YOU SOUND SO HOT ON EMAIL


I was listening to our classical radio station of choice the other night – god I sound like a bourgeois yuppie – and heard a pretty hysterical ad. [A little side note: since the arrival of the toddler stage, classical music has become a well-needed staple in the house. My husband claims it calms the King down. I have yet to see evidence of that, but it sure the hell goes better with a headache than anything else on the radio].

Anyway, the advertisement was for a dating site that is geared towards classical music buffs. Classic love I think it was called...or classical dating..or classical madness! Who the hell knows? But the whole gist was that those that dig classical music and are single should feel compelled to hit the laptop deck and sign onto this dating site to meet other classical music aficionados, and heck you may just find love. Or someone who appreciates Liszt, I’m not sure which or if you're promised both.

It got me thinking of course – which everything does and hence why I can’t sleep most nights – about the nature of online dating. Not specifically what it has done to the organic process of meeting people – some say it’s made it easier, others say it’s killed romance; but more to the fact that when one online dates, especially when one narrows it down to say a niche online dating site (be it one that caters to religion, musical tastes, fetishes, pet love etc.) I start to wonder if we are indeed looking for mirrors of ourselves as opposed to people we click with and are attracted to etc. (Then again, are we simply attracted to mirrors of ourselves? hmmmm). 

Follow me here…with online dating (I’ve filled out a form once and only once; then shuddered, and never went on a date. Just not my thing), you fill out a bunch of questionnaires, not only about yourself, but what you are looking for in a partner. For example, “I’m looking for a tall man, who is sensitive, clean, athletic, intuitive, loves foreign films and cooking.” [Hence, you’re looking for a chick] It becomes a long list of requirements, wants and deal breakers in hopes of finding the exact partner you are looking for to make your life complete. Ahhhhhh. And the longer you are on these sites and go out on dates, the more compelled one is – from what I’ve heard – to fine tune things to the head of a pin (e.g. I will not go out with anyone who drives a red car, lives with his mother or is in accounting. I just won't damn it!).

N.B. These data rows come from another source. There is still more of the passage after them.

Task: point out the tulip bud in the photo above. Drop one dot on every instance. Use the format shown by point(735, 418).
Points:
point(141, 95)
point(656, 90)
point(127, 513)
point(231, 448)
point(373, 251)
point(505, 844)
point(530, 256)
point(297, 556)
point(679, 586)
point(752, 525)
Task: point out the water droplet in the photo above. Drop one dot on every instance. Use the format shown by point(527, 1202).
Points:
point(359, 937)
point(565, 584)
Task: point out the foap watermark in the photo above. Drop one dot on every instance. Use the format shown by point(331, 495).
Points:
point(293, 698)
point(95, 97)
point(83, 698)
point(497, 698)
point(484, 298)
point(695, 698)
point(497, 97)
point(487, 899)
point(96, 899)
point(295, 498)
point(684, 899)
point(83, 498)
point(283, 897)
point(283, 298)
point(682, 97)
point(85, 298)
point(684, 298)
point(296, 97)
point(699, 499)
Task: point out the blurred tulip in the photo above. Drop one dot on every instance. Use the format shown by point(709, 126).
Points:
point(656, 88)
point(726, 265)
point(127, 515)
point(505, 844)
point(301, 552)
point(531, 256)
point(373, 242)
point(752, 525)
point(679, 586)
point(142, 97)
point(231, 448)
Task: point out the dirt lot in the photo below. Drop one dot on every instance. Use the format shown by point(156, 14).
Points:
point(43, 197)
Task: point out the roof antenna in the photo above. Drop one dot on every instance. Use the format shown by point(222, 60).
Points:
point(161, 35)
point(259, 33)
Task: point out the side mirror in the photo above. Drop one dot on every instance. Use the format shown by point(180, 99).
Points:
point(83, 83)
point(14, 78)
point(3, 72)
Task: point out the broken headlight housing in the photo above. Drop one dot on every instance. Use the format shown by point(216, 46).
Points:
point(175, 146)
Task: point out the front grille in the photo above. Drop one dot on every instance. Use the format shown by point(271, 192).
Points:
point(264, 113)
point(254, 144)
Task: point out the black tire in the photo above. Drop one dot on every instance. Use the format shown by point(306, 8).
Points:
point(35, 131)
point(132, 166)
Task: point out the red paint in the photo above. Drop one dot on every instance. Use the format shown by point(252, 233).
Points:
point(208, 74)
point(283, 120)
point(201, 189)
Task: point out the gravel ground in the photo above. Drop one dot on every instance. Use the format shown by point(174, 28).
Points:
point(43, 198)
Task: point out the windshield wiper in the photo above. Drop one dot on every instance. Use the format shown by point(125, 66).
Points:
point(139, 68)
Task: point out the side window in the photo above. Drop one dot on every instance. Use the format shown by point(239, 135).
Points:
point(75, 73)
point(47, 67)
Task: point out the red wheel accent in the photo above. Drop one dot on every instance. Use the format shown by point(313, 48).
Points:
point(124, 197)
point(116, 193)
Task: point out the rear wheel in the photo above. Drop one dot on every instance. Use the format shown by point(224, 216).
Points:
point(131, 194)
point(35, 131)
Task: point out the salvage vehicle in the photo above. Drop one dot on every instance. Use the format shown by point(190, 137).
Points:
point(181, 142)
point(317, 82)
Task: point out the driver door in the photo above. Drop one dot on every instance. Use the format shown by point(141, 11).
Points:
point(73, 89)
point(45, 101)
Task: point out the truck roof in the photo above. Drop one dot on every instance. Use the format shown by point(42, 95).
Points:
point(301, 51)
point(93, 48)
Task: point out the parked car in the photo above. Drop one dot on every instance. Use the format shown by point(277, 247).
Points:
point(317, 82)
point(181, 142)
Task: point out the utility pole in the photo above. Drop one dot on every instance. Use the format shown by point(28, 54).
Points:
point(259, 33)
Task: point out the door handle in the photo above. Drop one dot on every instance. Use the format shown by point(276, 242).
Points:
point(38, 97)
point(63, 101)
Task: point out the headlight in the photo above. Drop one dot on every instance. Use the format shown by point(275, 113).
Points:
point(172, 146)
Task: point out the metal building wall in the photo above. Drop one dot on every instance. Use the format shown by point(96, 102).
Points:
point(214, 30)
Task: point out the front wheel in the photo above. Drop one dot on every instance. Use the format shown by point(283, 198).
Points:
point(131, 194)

More often than not, the list of attributes you look for in a man, or woman (depending on who you are and what you fancy) are so close to what you represent and identify with, it’s hard not to wonder if we’re really looking for an extension of ourselves, or at least someone that likes to do what we like to do, thinks what we think, and cooks what we like to cook on a Friday night. Okay, obviously you’re not always going to find a man that ticks all your boxes, so to speak (let’s underline that statement shall we), but you're sure as hell going to try. I mean, online dating almost feels like you’re online shopping for a coatrack for the front hallway. I want it to be tall, strong, made of teak, and eager to compliment me when I walk in to the house.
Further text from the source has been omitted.